The 29 academic papers I saw presented were various and far reaching. Some were sooo very academic they were a bit over my head. (Even prompted me to write “WTF” in my note book!). But several I attend were excellent. A highlight for me was Sioban Piercy who paper “The Insincere Object: A Critical valuation Of The Skilfully Made Work Within Contemporary Fine Art Printmaking Practice” quoted Edward Lucie-Smith saying – ‘that more and more since the advent of Arte Povera the well-made work finds itself accused of insincerity’. Or as Glenn Adamson puts it ‘that it’s not only OK but necessary for a contemporary artist to be amateurish’? That ‘the lack of evident skill somehow implies the presence of concept’. and “Sloppy craft” = “a tendency among practitioners to deliberately eschew skilled craftsmanship in favour of conceptual properties”. Such a lovely light relief after a few too many “Emperor’s new clothes” style of presentations where much academic “poetry” was made out of so little 😉
One of the most enjoyable Panels for me was the set of lectures under the theme of “Mapping the Landscape” where I particularly enjoyed was Annis Fitzhugh’s talk “A hand in time” – “Printmaking is not always a medium of multiples. It is not necessarily fast. Making an artwork with print processes can test the very limits of patience: all involve commitment to time and alchemy, and often failed attempts before a successful outcome.” An artist she talked about to illustrate this was Ilana Halperin who has harnesses mineral accretion in underground caverns: a form of additive-manufacturing that makes stalagmites and echoes the accumulation of layers in 3D printing. Progressing on to making silica-encrusted sculptures in Icelandic lagoons.
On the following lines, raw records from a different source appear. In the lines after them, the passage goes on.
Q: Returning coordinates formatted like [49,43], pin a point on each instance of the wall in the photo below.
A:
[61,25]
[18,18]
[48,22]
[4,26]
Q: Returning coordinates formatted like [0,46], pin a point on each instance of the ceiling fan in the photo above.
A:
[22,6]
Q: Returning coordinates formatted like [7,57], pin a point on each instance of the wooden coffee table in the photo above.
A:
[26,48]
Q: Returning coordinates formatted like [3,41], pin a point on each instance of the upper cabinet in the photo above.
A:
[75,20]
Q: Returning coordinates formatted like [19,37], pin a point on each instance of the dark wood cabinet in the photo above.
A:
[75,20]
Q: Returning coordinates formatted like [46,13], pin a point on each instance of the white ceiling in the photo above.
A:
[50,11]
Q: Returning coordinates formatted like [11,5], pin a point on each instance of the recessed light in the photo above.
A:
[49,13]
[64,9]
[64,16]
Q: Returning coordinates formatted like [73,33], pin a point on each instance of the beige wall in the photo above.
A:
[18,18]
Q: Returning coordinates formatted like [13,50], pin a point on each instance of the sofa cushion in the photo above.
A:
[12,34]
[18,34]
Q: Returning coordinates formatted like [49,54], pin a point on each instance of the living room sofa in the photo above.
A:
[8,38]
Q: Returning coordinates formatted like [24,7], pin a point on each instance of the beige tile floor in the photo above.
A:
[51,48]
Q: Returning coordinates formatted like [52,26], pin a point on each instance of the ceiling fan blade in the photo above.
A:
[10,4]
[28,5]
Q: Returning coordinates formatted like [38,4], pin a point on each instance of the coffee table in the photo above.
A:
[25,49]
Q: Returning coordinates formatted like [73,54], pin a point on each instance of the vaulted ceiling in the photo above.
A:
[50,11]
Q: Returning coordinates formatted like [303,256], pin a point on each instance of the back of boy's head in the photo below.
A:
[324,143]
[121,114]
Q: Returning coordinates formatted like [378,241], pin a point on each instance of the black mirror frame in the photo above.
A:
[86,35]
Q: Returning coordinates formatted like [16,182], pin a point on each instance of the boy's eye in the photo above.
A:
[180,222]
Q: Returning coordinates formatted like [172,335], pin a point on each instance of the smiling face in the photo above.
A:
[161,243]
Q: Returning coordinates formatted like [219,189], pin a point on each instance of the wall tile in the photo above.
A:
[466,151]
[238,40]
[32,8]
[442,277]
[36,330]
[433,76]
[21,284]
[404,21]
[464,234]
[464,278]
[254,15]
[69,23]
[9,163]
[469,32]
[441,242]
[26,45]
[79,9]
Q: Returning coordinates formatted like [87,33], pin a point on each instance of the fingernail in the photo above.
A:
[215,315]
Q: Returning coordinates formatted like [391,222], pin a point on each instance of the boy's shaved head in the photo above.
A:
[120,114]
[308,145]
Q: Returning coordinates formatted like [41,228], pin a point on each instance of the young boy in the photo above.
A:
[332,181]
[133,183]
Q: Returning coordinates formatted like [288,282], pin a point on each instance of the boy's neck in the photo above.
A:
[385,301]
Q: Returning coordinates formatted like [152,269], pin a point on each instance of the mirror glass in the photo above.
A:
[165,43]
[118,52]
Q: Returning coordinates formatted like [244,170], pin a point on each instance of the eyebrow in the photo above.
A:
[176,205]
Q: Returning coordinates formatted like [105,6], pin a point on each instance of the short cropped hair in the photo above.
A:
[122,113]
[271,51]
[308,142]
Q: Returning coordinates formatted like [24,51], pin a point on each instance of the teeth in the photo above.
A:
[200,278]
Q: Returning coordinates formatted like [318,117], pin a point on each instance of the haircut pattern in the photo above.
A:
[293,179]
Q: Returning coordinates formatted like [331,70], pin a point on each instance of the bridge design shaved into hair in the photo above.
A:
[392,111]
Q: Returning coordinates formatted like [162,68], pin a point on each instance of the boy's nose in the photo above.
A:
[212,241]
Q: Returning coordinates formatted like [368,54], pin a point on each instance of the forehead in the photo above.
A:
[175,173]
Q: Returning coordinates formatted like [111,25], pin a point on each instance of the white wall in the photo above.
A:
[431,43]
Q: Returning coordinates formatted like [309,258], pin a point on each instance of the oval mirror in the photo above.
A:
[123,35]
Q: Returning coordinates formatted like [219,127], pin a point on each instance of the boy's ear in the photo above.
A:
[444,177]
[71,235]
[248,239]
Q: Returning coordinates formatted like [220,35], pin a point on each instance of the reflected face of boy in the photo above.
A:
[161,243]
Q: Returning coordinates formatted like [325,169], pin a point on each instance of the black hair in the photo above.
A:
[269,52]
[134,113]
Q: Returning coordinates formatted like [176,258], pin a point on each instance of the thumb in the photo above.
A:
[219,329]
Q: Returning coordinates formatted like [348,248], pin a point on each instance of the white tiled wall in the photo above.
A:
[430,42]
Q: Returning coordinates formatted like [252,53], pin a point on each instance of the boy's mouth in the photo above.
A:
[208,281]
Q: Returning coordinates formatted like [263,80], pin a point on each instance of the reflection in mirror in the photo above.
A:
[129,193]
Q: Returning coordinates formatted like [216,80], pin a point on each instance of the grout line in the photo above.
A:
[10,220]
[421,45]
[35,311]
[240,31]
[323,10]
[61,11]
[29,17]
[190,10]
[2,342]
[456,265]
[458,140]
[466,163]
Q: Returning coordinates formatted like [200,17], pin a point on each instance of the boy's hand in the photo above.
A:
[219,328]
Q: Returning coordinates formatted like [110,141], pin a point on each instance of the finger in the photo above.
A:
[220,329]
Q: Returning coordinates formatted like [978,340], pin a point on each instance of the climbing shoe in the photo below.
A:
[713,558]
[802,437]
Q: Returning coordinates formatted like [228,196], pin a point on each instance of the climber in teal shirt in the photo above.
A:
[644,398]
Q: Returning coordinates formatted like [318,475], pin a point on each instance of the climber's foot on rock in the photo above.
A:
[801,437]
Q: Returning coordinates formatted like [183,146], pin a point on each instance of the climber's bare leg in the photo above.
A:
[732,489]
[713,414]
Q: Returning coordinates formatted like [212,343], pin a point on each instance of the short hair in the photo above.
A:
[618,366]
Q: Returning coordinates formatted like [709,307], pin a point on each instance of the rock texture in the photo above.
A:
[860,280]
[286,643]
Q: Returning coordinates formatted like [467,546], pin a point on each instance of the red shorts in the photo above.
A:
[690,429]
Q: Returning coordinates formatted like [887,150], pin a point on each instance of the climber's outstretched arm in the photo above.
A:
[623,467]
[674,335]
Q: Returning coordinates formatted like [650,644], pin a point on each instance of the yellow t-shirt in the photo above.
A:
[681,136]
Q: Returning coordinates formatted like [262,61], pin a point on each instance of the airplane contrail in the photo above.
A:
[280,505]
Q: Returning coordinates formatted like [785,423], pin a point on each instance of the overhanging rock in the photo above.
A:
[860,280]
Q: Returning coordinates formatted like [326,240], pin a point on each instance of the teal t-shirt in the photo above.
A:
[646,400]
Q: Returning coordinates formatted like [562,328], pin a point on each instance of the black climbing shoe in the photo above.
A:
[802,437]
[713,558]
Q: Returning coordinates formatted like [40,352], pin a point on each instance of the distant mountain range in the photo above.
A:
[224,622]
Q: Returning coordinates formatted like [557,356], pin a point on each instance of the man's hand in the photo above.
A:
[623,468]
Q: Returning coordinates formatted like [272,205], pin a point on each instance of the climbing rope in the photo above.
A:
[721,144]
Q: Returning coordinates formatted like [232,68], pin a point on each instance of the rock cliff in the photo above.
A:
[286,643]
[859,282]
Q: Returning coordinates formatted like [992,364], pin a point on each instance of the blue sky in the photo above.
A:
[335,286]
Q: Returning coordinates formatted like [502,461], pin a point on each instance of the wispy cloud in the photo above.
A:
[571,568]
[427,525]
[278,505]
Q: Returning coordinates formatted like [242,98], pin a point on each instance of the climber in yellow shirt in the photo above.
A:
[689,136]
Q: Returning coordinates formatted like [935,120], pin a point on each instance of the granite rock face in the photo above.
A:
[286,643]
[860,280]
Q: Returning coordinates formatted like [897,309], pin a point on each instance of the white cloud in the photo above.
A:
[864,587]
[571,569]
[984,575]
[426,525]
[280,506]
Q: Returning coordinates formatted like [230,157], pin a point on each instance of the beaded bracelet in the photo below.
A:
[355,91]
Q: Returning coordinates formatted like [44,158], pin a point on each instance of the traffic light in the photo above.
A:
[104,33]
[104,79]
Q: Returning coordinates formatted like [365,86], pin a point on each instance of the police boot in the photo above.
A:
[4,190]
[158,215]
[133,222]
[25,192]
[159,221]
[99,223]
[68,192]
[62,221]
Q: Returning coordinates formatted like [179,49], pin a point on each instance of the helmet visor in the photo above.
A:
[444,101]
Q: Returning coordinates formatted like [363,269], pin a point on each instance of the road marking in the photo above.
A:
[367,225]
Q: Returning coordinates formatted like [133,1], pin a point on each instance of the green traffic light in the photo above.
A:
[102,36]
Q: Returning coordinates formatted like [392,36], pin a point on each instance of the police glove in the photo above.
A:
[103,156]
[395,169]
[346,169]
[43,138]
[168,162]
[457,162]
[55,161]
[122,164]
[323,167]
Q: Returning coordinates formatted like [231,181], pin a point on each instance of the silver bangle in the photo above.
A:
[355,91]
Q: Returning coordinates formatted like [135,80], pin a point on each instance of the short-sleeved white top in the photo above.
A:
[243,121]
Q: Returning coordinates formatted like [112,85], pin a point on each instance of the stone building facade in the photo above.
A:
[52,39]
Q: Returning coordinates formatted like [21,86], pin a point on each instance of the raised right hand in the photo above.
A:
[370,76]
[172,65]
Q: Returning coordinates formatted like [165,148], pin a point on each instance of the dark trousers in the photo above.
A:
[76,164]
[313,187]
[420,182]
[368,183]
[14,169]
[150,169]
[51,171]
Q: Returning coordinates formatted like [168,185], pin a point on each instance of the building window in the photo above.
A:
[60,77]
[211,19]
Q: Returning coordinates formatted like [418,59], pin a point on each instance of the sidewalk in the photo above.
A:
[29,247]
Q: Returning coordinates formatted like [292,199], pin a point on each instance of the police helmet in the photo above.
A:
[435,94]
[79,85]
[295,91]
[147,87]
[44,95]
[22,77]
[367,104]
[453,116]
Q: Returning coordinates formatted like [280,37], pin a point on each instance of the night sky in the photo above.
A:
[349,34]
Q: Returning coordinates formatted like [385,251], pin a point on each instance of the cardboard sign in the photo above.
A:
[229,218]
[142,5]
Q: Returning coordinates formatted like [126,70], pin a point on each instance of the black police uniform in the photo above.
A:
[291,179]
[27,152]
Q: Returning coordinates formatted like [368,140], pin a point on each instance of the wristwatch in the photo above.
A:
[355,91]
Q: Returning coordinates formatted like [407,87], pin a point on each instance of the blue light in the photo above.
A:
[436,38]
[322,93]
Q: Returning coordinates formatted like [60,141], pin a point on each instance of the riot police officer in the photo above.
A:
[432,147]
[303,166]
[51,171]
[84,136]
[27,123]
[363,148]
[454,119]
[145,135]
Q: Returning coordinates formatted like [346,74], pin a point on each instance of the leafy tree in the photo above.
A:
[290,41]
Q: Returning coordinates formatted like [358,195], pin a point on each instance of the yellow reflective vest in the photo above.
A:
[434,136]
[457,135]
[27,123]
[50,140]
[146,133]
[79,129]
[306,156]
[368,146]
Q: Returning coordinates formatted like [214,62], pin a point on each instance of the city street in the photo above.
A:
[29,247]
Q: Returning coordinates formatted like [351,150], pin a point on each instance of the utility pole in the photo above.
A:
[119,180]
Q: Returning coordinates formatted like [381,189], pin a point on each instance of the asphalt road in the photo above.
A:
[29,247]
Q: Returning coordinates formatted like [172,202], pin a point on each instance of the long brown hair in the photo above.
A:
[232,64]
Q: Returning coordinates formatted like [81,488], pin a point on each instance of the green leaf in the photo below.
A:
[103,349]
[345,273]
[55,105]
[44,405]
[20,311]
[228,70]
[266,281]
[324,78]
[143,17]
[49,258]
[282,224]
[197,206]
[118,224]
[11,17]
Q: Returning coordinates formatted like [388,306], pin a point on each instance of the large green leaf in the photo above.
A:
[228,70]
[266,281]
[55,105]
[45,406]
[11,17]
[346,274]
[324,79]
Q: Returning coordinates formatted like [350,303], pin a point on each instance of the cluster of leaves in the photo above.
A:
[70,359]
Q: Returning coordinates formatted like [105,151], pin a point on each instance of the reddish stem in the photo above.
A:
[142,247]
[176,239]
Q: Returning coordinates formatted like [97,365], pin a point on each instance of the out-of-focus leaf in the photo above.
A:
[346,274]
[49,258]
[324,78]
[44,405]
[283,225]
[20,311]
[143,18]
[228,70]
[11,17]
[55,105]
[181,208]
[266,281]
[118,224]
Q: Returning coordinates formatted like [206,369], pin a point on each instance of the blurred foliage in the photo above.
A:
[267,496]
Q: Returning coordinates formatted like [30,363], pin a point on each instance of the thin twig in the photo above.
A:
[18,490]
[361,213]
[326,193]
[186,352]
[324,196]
Tracy Hill was also really good. “Matrix of Movement: The Co-existence of the handmade and the Digital” might not sound like an obvious subject of interest for me – but actually her work brings together the worlds of Fine Art, Environmental conservation, Ecology, Environmental science and industrial surveying. Her subject for study was the environmental impact and awareness of post-industrial wetlands. The end product may be considered traditionally printed intaglio prints, but these were processed and informed by using industrial digital 3D mapping instruments.
If you would like to see some images from one of the exhibitions I saw, I have posted a set of photos on Double Elephant’s FaceBook page.
This is only a small taste of what I experienced at IMPACT 10 in Santander. I could bore you for a few hours if you would like to know more! The next IMPACT printmaking conference will take place in 2020 in Hong Kong. Don’t think I’ll be going – but will look out for the following one which I believe will take place in Bristol again!